OTOH, maybe your priorities are different and you would prefer to be more available than correct. In that case by all means add a recover to the top level of your request handlers. But it was a mistake to have made this decision for all users of net/http ahead of time.

1 comments

In my experience, the panic is most likely because someone accessed a nil field when adapting some data. Nothing is corrupt, we just threw an exception in a mundane way.
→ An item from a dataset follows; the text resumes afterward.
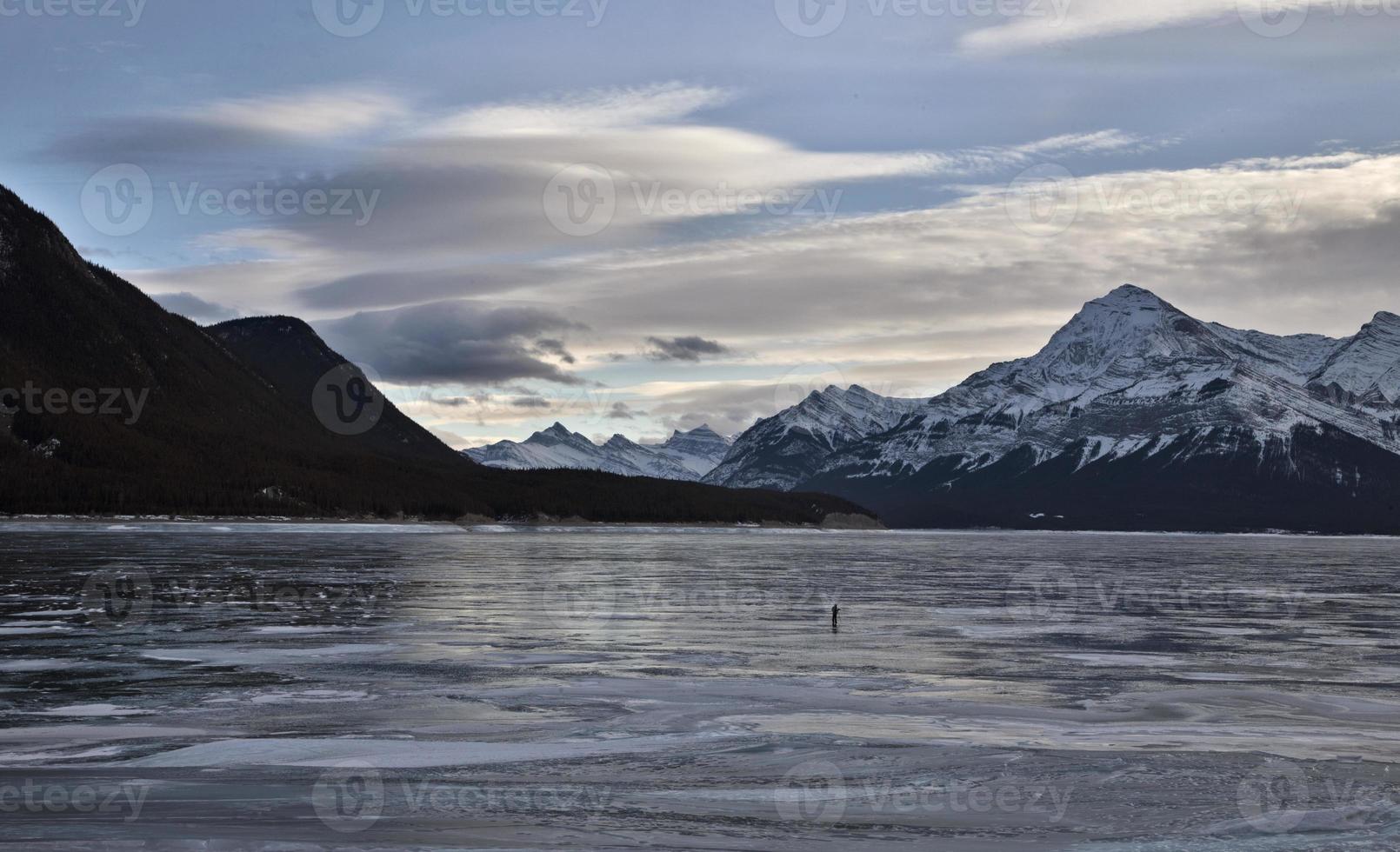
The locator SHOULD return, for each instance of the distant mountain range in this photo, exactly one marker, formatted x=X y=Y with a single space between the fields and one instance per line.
x=1134 y=416
x=137 y=410
x=685 y=456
The reality is this is far more common than something truly fatal. Mistake for someone or not, it probably is correct for most use cases

Yes, why they made that decision back then. However in the end the lib cannot and shouldn't know, and this decision needs to be intentionally done by the middleware. Correct for most use cases is not good enough here, should be always correct for such fundamental thing.
You're assuming that the code was written exception safely. E.g.

    mu.Lock()
    foo := bar[baz]    // <- throws exception / panics
    mu.Unlock()
Go is sold as a language without exceptions, so people don't write exception-safe code. Which is fine, except when exceptions are actually caught.
That wouldn't pass a code review where I work... Use a defer to do the unlock
I would also not allow it. I'm saying the problem is that core Go developers say "Go doesn't have exceptions", which is manifestly false, but causes people to not write exception safe code.

But despite you and me, I'm saying there's a lot of broken code out there because of this doesn't-but-actually-does misinformation.
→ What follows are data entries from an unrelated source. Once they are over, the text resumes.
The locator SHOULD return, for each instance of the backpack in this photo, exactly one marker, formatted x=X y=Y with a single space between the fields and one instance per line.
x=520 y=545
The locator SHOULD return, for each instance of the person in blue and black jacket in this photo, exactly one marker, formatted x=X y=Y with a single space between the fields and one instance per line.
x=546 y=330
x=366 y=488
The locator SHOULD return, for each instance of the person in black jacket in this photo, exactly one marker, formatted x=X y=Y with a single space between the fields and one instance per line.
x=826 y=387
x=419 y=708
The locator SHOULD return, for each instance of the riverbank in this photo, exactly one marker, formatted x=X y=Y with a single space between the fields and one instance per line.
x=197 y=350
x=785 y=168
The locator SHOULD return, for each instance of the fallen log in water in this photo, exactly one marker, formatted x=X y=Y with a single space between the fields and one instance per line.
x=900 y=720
And it's very annoying that you have to tell people to do:

    var i int
    func() {
      mu.Lock()
      defer mu.Unlock()
      i = foo[bar]
    }()
Clean code, that is not. (even if you simplify it by having the lambda return the int)
This is like the biggest thing scaring me away from Go. This half-assed "we don't use exceptions, so you shouldn't have to care about it, except when we do, so you still must write proper defers, which are now doubly verbose because nobody considered it a primary use case"... In any other language, a mutex outside a using/with/try-with/RAII would be instantly flagged in code-review or linter tools. In many cases even hard to write incorrectly, due to entering context being only way to acquire the lock.

Now this middle ground leaves you having to write triple verbose if err != null on every third line of your code and still not be safe from panics-that-shouldnt-have-been-panics.
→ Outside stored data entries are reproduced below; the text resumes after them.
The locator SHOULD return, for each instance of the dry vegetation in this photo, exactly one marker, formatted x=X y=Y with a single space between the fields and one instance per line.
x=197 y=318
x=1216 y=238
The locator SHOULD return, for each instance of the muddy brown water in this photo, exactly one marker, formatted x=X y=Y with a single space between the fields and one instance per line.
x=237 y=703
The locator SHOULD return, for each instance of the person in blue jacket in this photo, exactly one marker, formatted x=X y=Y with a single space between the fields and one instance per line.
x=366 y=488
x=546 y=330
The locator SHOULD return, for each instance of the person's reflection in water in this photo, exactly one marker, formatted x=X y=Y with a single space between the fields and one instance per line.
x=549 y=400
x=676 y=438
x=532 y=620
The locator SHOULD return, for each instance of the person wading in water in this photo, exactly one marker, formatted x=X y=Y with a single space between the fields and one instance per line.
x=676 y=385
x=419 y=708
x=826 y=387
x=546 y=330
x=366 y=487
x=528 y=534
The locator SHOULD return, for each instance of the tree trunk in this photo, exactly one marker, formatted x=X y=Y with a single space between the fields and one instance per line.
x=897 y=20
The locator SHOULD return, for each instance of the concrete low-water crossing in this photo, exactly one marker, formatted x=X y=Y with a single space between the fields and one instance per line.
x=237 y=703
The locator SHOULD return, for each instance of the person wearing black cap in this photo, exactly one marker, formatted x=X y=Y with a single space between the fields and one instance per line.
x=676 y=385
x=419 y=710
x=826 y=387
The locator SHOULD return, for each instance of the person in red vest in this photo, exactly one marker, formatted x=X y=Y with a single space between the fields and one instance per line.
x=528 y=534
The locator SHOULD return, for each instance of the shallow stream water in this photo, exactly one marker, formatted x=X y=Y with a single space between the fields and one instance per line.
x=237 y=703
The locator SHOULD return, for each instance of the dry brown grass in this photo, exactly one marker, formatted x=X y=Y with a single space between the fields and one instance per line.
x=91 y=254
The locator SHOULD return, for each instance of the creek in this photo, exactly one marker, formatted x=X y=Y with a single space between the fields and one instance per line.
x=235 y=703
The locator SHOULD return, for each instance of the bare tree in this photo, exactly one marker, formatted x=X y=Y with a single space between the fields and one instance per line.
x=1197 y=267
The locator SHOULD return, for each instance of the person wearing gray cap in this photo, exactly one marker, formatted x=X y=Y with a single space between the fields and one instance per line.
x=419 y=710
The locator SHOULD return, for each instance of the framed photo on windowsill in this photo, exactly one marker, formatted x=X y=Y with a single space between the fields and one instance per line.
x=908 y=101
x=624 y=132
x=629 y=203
As parent says, the only way panics can ever work is if the top-level never catches and recovers from them. I'm no expert in go but that would mean in such perfect world, defer should hardly ever be needed at all, not even for locks? Only for truly external resources? But now with popular web servers doing such recovery, the entire ecosystem got polluted and all need to handle it?

Does defer get called on panic? I thought panic cancels all further execution
Yes it does, which is why recovering from a panic can be done in a deferred function. The go runtime maintains enough metadata to track what deferred functions need to be run while unwinding the stack.
The main issues that usually arise as a result of catching panics in handlers like HTTP is that unless code it written very deliberately to be able to recover from being interrupted in the middle of any function call, there is a high risk of e.g. mutexes left locked, which in turn leads to a (silent) program deadlock in general.

This has happened during my couple years at Google at least once, even though it wasn't in an HTTP handler, but the issue was very similar.

> most likely

> probably is correct

Yeah I don't know...

But that implies your request checking is off; if your server expects a field to be filled in and a client doesn't send it, that should be a HTTP 400 Bad Request error, not an internal server error.

C/C++ based servers running into an error like that would possibly be open for attacks. Go will be a bit more resilient, but it's still better to avoid situations like that.

That said, logging the error and going on serving responses is fine I think (pragmatic), as long as the error is analyzed. But an error that doesn't trigger immediate action is a warning, and warnings are noise [0].

[0] https://dave.cheney.net/2015/11/05/lets-talk-about-logging#:...

> In my experience, the panic is most likely because someone accessed a nil field when adapting some data. Nothing is corrupt, we just threw an exception in a mundane way.

Even more so if a database is involved (which is generally the case), because odds are the transaction just gets rolled back and there's basically nothing that could be corrupted.